El fracaso de una relación que no pudo salvarnos de nuestra pena y melancolía no es un
argumento en contra de la otra persona ni un signo de que una unión merezca fracasar o
mejorar.
La mejor persona para nosotros no es la persona que comparte todos nuestros gustos
(esa persona no existe), sino la persona que puede negociar las diferencias en los gustos
con inteligencia, esa que es buena para disentir. En lugar de esa idea imaginada del
complemento perfecto, es precisamente la capacidad de tolerar las diferencias con
generosidad la que indica verdaderamente quién es la persona “menos tajantemente
incorrecta”. La compatibilidad es un logro del amor; no debe ser su condición previa.
El romanticismo nos ha sido útil; es una filosofía dura. Ha hecho que muchas de las
situaciones que vivimos en el matrimonio parezcan excepcionales y terribles.
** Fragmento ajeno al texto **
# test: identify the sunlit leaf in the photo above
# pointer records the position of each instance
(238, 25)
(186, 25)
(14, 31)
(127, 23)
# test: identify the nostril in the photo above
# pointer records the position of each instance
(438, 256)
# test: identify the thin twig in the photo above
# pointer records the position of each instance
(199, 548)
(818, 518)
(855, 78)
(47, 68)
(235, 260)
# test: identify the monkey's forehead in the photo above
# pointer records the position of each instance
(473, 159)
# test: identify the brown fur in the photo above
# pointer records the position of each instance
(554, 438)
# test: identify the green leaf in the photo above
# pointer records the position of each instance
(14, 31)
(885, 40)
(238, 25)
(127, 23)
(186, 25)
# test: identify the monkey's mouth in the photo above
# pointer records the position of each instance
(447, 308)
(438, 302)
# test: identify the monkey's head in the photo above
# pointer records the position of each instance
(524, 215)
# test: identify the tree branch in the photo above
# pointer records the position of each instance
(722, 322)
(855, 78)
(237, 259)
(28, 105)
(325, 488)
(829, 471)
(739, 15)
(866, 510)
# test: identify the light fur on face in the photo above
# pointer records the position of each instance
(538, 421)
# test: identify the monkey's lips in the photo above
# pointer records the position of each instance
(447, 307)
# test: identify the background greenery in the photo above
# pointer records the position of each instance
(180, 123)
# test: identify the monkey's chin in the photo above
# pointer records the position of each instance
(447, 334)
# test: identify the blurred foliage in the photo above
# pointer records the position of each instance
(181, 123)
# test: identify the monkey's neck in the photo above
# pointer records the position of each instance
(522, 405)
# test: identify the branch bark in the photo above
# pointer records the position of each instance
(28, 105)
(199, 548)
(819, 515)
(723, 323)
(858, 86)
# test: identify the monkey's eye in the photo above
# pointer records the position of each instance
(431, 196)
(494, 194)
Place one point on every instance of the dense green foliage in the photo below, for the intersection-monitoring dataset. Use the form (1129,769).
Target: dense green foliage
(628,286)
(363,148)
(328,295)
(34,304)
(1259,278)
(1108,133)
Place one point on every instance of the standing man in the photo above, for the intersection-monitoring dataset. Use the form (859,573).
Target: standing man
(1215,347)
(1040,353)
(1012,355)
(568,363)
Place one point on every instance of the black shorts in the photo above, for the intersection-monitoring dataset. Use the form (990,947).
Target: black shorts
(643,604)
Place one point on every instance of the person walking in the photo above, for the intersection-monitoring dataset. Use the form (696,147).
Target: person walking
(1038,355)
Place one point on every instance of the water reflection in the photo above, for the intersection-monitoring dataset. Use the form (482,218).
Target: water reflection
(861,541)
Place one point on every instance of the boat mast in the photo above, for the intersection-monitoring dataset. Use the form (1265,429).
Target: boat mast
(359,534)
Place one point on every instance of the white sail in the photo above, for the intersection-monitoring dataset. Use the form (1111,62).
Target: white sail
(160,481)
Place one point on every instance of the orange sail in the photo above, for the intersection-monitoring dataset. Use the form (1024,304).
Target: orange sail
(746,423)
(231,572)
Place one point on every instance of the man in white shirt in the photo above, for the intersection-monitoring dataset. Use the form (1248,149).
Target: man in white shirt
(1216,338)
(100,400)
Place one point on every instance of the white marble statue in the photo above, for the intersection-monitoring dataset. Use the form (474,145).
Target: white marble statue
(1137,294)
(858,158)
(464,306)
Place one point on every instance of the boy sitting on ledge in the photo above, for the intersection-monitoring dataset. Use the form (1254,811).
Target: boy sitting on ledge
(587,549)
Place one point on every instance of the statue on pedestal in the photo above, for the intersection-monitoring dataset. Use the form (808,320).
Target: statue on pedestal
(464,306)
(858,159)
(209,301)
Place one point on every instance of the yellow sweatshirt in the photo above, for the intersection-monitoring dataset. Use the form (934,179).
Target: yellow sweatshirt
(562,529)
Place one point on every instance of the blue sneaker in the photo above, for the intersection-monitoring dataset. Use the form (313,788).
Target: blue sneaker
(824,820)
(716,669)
Acabamos
solos y convencidos de que nuestra unión, con sus imperfecciones, no es “normal”.
Deberíamos aprender a hacernos a la idea de nuestra “falta de idoneidad”, tratando
siempre de adoptar una visión más flexible, divertida y amable ante sus múltiples
ejemplos en nosotros mismos y en nuestros compañeros.
No sabes querer
El amor no es algo instintivo, como nos han hecho creer hasta ahora. Ni tampoco
tenemos por qué saber a quién querer y cómo hacerlo por naturaleza. "Si
seguimos haciéndoles caso a nuestros impulsos y nuestros sentimientos, seguiremos
cometiendo los mismos errores".
Aprende a comunicarte
El filósofo habla del concepto de 'ser buenos profesores' como: "La habilidad de hacer
llegar una idea de una cabeza a otra de forma que sea aceptada". No debemos
esperar a que una cosa nos haya molestado diez veces ni a estar cansados. " Para
poder comunicar con la pareja tenemos que estar relajados, tenemos que
aceptar que tal vez no nos vayan a entender . Nunca lo conseguiremos a través de
la humillación o haciéndoles sentir pequeños".